Home / Politics / Ethics committee formed to curb ‘paid news’ practice

New Delhi: The Editors Guild of India has announced the formation of an ethics committee headed by T.N. Ninan, editor, Business Standard, to curb the practice of publishing advertisements masquerading as news.

The other members on the committee include veteran journalists B.G. Verghese, Sumit Chakravarty and Madhu Kishwar. The immediate task of the panel will be to frame a code of ethics in the context of the paid-news phenomenon.
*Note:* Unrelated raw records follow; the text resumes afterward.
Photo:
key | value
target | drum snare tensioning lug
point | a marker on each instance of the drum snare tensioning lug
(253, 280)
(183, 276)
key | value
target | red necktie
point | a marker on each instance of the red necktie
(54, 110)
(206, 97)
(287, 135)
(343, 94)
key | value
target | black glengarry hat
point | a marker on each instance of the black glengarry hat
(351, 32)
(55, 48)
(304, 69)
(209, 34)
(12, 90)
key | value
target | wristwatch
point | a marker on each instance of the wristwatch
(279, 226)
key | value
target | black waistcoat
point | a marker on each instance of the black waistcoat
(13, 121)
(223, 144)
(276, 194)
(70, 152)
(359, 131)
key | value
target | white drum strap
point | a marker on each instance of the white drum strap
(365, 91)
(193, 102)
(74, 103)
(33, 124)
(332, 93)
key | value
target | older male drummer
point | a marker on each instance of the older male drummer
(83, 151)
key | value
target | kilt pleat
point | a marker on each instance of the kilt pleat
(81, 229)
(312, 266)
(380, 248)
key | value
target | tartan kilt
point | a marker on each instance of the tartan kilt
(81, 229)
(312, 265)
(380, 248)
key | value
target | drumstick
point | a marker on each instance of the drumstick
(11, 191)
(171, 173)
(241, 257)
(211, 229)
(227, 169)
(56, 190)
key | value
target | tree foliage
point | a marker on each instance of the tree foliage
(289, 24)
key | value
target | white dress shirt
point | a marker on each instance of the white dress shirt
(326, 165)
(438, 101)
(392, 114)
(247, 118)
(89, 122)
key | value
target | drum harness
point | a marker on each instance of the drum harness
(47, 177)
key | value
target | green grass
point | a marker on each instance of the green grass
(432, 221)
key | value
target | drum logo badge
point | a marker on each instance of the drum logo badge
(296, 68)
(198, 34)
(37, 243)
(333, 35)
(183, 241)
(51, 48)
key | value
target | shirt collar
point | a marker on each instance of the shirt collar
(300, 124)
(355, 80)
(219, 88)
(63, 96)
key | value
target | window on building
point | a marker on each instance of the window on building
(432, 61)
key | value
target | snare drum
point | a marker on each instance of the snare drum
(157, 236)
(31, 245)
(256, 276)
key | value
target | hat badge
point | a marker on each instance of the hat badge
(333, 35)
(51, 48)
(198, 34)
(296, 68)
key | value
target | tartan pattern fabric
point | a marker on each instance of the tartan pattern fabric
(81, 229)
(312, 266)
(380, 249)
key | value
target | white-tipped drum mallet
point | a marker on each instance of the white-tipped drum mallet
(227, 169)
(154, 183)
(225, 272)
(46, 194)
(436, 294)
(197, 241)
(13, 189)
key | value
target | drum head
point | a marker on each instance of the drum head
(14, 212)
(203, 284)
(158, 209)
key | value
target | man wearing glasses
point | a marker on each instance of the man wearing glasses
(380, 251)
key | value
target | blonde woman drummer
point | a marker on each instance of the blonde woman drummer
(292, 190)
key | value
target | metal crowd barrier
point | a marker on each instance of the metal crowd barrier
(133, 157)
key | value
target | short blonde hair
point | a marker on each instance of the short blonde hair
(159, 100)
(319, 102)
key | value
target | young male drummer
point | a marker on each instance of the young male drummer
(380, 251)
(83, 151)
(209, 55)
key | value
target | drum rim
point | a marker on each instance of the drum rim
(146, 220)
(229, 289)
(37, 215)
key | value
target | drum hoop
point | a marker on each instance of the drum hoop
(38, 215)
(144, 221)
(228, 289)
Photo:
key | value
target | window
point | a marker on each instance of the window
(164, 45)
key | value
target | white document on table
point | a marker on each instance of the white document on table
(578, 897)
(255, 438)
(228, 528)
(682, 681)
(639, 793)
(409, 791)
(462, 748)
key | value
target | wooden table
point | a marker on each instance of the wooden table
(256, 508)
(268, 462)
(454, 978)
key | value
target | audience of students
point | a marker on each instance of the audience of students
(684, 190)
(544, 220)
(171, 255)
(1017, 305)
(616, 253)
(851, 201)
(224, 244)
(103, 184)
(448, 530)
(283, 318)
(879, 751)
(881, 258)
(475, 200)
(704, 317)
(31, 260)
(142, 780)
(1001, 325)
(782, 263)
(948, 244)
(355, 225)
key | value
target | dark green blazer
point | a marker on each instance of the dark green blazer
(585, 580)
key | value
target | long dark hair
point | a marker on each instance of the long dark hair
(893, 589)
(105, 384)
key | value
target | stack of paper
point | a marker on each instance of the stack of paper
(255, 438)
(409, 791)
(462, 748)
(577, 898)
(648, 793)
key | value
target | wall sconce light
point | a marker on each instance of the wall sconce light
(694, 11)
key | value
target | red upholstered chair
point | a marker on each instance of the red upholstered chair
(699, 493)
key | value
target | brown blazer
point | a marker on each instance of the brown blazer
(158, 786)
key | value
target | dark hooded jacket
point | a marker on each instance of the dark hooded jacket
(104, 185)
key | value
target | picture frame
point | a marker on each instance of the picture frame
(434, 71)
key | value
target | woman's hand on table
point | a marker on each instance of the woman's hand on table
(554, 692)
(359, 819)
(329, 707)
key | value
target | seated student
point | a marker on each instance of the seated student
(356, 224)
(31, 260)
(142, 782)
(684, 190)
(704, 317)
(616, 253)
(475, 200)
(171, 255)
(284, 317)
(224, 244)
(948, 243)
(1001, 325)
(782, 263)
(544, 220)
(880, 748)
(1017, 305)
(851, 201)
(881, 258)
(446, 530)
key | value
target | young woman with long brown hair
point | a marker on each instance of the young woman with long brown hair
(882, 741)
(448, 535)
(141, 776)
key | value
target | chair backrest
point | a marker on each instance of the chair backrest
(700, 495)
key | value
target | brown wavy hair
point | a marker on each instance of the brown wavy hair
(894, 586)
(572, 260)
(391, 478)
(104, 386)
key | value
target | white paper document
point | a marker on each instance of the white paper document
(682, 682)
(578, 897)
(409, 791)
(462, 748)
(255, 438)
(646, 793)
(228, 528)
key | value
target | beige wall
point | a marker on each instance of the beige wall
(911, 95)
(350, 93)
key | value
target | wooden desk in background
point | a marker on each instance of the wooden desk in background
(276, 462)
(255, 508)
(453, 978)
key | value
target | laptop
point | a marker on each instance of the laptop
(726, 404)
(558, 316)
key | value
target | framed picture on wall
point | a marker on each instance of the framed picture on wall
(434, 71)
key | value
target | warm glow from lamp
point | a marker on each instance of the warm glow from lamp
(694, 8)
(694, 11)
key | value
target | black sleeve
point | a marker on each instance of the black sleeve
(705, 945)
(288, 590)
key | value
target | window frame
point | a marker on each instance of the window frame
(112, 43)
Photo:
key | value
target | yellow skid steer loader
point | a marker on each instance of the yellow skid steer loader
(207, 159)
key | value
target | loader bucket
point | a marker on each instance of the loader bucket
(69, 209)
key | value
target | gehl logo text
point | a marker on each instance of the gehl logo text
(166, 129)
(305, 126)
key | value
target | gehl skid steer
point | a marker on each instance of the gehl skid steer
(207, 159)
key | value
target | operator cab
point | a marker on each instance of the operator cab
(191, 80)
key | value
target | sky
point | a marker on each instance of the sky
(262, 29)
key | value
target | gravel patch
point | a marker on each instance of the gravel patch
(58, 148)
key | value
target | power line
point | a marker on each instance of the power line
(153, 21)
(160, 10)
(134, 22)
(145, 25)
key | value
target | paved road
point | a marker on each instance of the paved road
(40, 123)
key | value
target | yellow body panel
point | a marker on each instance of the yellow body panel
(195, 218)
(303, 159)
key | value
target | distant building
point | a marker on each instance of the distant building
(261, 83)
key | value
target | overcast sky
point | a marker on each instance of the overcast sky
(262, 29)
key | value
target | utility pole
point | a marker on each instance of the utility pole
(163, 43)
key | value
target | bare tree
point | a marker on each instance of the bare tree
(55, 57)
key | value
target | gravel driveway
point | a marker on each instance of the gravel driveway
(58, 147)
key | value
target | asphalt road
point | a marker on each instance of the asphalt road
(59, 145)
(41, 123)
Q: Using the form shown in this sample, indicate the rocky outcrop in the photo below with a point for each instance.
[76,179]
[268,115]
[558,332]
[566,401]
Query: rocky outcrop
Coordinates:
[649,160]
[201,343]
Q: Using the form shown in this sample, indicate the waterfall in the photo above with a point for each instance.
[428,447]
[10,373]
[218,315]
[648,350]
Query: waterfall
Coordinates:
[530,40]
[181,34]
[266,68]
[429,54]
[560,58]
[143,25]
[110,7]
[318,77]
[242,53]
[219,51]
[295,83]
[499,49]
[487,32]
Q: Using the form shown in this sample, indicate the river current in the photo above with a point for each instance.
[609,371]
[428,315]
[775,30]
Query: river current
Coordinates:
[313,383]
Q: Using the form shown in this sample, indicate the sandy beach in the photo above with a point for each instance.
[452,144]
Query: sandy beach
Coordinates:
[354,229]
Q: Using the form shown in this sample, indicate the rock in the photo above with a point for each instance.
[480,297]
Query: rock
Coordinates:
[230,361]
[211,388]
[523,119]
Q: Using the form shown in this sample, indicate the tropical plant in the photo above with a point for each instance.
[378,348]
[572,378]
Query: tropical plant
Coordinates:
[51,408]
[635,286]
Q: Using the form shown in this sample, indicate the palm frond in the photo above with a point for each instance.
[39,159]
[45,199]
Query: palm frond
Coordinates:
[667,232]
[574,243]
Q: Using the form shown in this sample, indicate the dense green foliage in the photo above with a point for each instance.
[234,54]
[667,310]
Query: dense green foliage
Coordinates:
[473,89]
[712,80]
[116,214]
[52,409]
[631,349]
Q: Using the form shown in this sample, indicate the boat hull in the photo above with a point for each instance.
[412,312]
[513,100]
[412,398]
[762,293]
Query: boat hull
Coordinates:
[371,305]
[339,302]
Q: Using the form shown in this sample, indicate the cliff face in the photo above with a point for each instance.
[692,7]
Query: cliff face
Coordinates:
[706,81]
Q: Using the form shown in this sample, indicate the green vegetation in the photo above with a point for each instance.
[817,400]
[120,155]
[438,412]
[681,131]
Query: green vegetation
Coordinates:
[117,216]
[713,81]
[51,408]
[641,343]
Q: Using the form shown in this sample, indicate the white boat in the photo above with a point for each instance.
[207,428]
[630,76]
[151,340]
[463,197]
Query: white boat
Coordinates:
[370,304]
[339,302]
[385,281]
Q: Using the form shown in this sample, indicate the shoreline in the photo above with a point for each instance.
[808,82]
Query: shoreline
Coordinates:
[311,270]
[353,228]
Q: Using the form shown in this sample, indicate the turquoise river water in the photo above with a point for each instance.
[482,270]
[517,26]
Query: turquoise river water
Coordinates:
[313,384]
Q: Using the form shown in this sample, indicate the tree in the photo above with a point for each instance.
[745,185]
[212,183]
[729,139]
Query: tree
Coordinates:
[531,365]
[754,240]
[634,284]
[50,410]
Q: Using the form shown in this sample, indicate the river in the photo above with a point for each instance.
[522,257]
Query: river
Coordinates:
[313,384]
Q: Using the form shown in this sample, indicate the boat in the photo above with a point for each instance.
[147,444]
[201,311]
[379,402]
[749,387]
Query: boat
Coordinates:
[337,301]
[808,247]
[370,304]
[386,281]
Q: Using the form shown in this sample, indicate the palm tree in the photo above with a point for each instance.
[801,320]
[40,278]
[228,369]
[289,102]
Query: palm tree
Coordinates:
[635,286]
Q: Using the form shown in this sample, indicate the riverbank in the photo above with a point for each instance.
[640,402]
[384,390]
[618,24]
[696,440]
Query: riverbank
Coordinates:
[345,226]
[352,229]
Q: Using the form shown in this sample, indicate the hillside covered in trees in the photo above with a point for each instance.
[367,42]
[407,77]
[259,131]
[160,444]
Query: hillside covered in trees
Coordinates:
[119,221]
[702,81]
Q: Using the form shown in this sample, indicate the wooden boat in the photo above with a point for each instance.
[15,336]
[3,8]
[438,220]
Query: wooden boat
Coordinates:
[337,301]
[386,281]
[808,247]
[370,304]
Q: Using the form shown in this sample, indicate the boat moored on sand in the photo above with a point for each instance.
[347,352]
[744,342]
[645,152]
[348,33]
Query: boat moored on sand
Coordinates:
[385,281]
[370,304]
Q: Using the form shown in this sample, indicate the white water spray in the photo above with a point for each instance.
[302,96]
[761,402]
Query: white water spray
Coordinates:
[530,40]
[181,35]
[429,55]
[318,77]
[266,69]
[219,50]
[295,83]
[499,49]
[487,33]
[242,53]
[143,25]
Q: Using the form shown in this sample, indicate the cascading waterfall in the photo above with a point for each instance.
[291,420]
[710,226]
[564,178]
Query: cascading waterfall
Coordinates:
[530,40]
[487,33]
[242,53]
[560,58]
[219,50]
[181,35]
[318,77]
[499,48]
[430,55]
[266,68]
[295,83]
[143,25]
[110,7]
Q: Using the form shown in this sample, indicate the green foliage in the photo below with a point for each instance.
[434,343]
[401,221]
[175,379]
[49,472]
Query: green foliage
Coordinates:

“The Editors Guild already has a code of ethics but this will be a new draft specifically related to paid news," Rajdeep Sardesai, president of the Editors Guild, told Mint. The decision to set up the committee was taken at the guild’s annual general meeting held on 22 December at which the body, representing Indian newspaper editors, condemned the increasing incidence of paid-for news in dailies across languages.

The controversy around paid news content gathered momentum after The Hindu first raised the issue in its report on the Maharashtra chief minister Ashok Chavan who spent a little over Rs11,000 on paid advertising but got coverage worth much more in newspapers such as the Maharashtra Times and Lokmat. Based on data compiled by media monitoring agency AdEx (a unit of TAM Media Research Private Ltd), Mint reported on 2 December that in the recent assembly elections in Maharashtra, advertising volume (in column cm) in Marathi newspapers declined by around one-fifth from 2004, suggesting the possibility of the increased incidence of advertisements disguised as news.

According to Sardesai, curbing paid news in newspapers will be the prime focus of the Editors Guild in 2010. “The code is being drafted and letters will be sent to all the newspapers and television channels to follow it. We will isolate organizations which do not follow the code," he said.

To drive greater transparency, newspapers and television channels will have to clearly distinguish between news and advertisements with proper disclosure norms so that the reader or viewer is not tricked, Sardesai said.

The Guild will also push for transparency in news companies’ private treaties business, which involves the barter of equity in unlisted companies for advertising space or minutes. The Guild mandates that news organisations should disclose their commercial and equity interests in such companies for the benefit of their readers and viewers.